The deal, which would see the the sales of an advanced F-35 aircraft, armed drones, bombs, missiles and other equipment, was put under review when the Biden administration came to power.
In November last year, the Trump administration had approved deals with the UAE linked to the Abraham Accords, intended to smooth out the country’s relationship with Israel.
As reported by Reuters, the multi-billion-dollar package also includes products from General Atomics, Lockheed Martin Corp and Raytheon Technologies Corp, such as 50 F-35 Lighting II aircraft, up to 18 MQ-9B Unmanned Aerial Systems and a package of air-to-air and air-to-ground munitions.
A State Department spokesperson confirmed the deals, telling the outlet they’re going ahead ‘even as we continue reviewing details and consulting with Emirati officials’ with regards to how the weapons will be used.
The news was also confirmed via The Huffington Post, which received a statement from the New York Centre for Foreign Policy Affairs (NYCFPA) amid its lawsuit against the sale of F-35 aircraft.
A spokesperson said, ‘While we will not comment on ongoing litigation, we can confirm that that the Administration intends to move forward with these proposed defense sales to the UAE, even as we continue reviewing details and consulting with Emirati officials to ensure we have developed mutual understandings with respect to Emirati obligations before, during, and after delivery.’

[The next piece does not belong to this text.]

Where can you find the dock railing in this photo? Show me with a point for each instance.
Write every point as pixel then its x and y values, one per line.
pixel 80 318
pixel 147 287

Justin Russell, who’s part of the NYCFPA, also said, ‘We believe that the Trump administration put this deal together in an illegal manner. It is our hope that the Biden administration would put mitigating a humanitarian crisis of global proportions before putting arms in the hands of an aggressor nation like the UAE.’
It’s estimated that if the deals are fully agreed upon and completed, the weapons will be delivered to the UAE in 2025, at the earliest. In the meantime, the US government expects a ‘robust and sustained dialogue with the UAE to [ensure] any defense transfers meet our mutual strategic objectives to build a stronger, interoperable, and more capable security partnership’.
The government’s statement added, ‘We will also continue to reinforce with the UAE and all recipients of US defense articles and services that US-origin defense equipment must be adequately secured and used in a manner that respects human rights and fully complies with the laws of armed conflict.’